Proof of concept low memory streaming processor for extracting large ZIP files from Amazon S3, using AWS Lambda, exploding filtered contents back into S3.
This project aims to demonstrate how to use Java streams to extract large filtered ZIP files from S3 as fast as possible, using minimal memory and multiple threads from within a Lambda function.
There is a balance between the amount of memory allocated to a Lambda function and the amount of vCPU and network available to the function. Current tests indicate that a minimum of 1G should be allocated to the function to achieve high network throughput and multithreading capabilities.
The system reads ZIP file fragments from an S3 input stream and buffers the raw bytes of these on a LinkedBlockingQueue. A pool of threads is used to push fragments back to S3, and the reader thread will block if the buffer queue is full.

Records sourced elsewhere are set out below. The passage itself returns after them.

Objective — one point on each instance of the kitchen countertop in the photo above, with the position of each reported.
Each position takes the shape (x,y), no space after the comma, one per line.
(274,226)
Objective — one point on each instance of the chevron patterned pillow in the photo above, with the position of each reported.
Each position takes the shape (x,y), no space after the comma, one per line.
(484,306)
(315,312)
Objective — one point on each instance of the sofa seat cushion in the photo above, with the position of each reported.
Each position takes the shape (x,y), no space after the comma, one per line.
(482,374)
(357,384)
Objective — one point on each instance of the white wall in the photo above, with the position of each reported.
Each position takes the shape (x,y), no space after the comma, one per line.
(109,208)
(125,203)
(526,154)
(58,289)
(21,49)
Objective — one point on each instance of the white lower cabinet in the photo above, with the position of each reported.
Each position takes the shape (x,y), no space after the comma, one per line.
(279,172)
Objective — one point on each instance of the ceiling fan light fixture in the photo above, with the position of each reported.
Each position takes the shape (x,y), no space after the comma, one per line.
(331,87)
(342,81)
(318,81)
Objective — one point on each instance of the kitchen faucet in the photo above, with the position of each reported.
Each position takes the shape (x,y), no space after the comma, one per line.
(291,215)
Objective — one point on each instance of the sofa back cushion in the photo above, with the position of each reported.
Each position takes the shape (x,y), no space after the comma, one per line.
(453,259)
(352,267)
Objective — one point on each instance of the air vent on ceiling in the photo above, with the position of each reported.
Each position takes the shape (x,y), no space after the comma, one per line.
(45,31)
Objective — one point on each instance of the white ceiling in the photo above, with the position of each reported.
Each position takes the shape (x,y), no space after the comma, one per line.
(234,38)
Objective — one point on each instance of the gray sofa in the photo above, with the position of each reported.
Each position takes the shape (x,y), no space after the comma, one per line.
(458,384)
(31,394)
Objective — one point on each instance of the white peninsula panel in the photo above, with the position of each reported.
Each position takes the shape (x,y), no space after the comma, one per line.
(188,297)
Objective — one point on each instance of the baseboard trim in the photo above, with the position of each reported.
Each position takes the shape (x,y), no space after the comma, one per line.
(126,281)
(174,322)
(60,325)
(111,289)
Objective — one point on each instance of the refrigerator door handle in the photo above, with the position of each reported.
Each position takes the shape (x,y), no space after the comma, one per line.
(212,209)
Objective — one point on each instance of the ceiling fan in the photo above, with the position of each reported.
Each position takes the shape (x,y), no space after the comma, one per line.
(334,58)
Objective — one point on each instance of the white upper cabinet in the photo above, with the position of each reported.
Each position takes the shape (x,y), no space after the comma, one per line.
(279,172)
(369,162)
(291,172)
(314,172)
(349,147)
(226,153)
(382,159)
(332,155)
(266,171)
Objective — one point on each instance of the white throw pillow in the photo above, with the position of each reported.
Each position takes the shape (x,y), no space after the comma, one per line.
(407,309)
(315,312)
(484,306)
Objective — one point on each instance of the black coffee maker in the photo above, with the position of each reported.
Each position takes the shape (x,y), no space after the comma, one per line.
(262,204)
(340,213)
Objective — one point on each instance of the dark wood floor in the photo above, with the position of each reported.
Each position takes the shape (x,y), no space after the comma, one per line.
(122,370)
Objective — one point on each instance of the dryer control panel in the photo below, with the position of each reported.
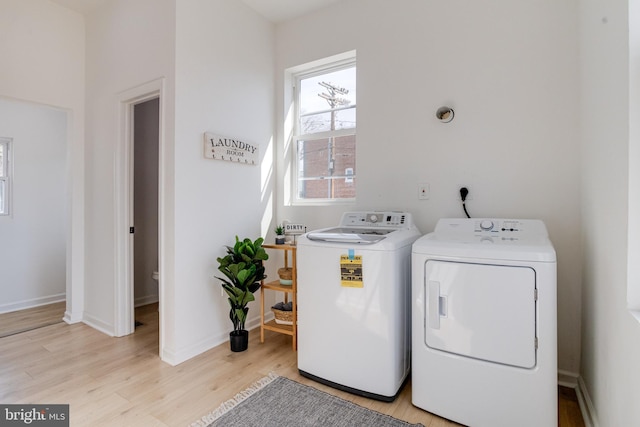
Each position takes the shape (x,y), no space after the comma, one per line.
(503,229)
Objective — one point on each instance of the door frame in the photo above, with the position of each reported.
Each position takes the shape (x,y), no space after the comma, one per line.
(124,322)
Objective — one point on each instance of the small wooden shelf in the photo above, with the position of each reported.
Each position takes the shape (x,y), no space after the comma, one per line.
(271,325)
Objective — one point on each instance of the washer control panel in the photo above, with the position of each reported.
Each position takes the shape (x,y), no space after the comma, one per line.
(377,219)
(499,225)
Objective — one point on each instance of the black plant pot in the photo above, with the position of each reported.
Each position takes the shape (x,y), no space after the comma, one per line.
(239,340)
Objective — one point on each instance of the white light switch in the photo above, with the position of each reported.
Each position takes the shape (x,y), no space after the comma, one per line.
(423,191)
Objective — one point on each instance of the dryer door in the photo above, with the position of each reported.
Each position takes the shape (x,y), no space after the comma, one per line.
(482,311)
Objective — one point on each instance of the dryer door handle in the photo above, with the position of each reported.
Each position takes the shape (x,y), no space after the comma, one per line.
(434,304)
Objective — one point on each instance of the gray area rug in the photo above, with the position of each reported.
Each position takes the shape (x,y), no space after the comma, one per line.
(276,401)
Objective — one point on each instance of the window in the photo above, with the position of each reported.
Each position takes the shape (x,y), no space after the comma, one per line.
(5,183)
(324,142)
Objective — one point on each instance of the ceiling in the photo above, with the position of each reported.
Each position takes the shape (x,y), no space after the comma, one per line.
(274,10)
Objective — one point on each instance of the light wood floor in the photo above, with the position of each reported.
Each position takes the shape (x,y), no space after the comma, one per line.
(31,318)
(122,381)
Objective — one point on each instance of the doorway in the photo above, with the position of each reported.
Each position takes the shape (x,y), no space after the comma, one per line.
(145,202)
(126,295)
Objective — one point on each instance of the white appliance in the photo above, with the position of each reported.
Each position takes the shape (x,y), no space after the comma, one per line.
(484,323)
(354,304)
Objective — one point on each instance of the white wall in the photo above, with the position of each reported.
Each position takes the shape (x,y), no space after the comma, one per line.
(610,334)
(220,56)
(33,243)
(224,84)
(42,51)
(509,71)
(128,45)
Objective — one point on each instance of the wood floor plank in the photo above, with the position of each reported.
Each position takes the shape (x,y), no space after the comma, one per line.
(122,382)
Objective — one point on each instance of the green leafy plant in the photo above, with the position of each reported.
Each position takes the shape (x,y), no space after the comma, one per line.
(243,270)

ZIP file contents can optionally be filtered by file name extension, if an extension filter is not provided all ZIP file contents will be extracted.
Thread count and queue size are parameters than can be tuned at deployment time but the assumption here is that the ZIP file to be processed contains many small files not several huge files.
If you have large ZIP files containing large files, you may need to reduce the queue length and increase the memory available to the function.
The input file name minus the extension is appended to OutputKeyPrefix parameter to determine the prefix for output files in the S3 bucket provided in OutputBucket.
The system uses Apache Maven and is easily configured in IntelliJ by importing the Maven pom.xml as a new project.
Build either from within IntelliJ or use Maven:
mvn package
There are several tunable parameters most with sane defaults (all parameter names are suffixed with 'Parameter')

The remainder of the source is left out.